© Сергей Яковлев, 2004

Использование этой информации в коммерческих целях запрещенно. Но Вы можете копировать и перерабатывать данную статью в научных и образовательных целях, с последующим предоставлением результата на тех же правах. Для подробной информации см. Авторское право.

The identification system of dynamic objects on the basis of artificial neural networks[]

S. Jakovlev, Mg.sc.comp. e-mail: : sergeyk@fis.lv, tac@inbox.lv

1. Introduction[]

First of all this paper considers the sight model – Rosenblatt’s perceptron [1] with some modifications [2]. On the other hand, it takes into consideration the memory model – Cornel Classification CC4 [3] that supplements the sight model and shows the features of intelligence that are not considered in Rosenblatt’s perceptron.
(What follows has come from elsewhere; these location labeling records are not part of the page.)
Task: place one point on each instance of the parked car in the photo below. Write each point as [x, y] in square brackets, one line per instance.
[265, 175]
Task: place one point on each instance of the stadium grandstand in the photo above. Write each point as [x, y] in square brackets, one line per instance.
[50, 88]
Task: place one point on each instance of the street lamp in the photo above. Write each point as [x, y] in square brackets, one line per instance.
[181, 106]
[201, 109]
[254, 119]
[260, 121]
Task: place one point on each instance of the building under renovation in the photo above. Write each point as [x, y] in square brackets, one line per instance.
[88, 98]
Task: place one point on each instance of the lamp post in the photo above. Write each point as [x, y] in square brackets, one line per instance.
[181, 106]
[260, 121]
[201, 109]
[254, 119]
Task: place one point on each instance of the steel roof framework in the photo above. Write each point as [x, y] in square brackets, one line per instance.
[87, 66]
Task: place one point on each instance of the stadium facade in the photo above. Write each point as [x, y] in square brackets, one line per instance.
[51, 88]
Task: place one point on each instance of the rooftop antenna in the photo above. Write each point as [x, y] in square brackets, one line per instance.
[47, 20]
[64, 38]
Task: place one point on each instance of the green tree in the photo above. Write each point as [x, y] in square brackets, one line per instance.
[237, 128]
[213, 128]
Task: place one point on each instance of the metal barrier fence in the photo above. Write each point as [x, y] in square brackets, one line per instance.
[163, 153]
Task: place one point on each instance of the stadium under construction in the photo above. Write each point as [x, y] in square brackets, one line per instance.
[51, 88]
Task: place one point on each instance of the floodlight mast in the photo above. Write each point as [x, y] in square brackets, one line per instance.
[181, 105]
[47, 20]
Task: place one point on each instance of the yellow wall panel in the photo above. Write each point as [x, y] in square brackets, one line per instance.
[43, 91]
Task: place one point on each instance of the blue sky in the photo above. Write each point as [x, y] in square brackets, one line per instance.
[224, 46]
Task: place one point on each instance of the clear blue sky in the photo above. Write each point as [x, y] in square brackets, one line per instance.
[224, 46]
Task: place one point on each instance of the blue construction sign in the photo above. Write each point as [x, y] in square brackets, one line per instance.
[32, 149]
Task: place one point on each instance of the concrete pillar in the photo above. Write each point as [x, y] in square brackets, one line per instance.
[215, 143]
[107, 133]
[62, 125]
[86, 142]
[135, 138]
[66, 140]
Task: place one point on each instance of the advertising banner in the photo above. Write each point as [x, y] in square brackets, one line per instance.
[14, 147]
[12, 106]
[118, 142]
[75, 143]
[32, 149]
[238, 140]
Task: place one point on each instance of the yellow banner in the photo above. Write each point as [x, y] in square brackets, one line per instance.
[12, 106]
The СС4 approach initiated Cornel Classification in Model CCM [4] that stressed the process acceleration. This paper compares the mentioned models and their options (CCM2, CCM3). Nevertheless the most important point is the possibility of CC4 and Rosenblatt’s perceptron combination that became real as a result of the author’s research. The author offers the perception model named “neuron”. Using it he has restored and analyzed the image during the object movement.

The usage of ССМ and the combination of СС4 with Rosenblatt’s perceptron are based on the following principles established in this paper: 1. The activity computation of the middle layer in the neuron net by the mathematic method without sorting all elements. 2. The usage of supportive αγ – system, which does not let the proportions being tuned to increase endlessly, that accelerates the convergence in many times along instruction; 3. The neuron net separation into blocks, which are responsible for the certain fields. Such separation considerably decreases the recognition time in comparison with the non-separated neuron net. 4. Almost two-times decrease in the amount of hidden layer elements (A-elements) in the neuron net in comparison with necessary minimum (one A-element per each stimulus). The above-mentioned principles let considerably raise the working speed of the neuron net without any considerable loss of quality and refusal to recognize.

2. The comparison of different method versions based on the CCM method[]

The main feature of the classic recognition methods, such as perceptron, as well as CC4, is their low working speed. That is why the dominant task of the author was to elaborate the methods that could work at a high speed and at the same time would not lose the features of the classic recognition methods. The author has elaborated several different methods (CCM2, CCM2+, CCM3) based on the CCM method. The CCM method in its turn is based on the principle of the angle classification. Table 1 shows working features of these methods described in comparison with the perceptron and angle classification methods. One should note that the recognition quality is the mistake amount occurred in the neuron net in comparison with the ideal image.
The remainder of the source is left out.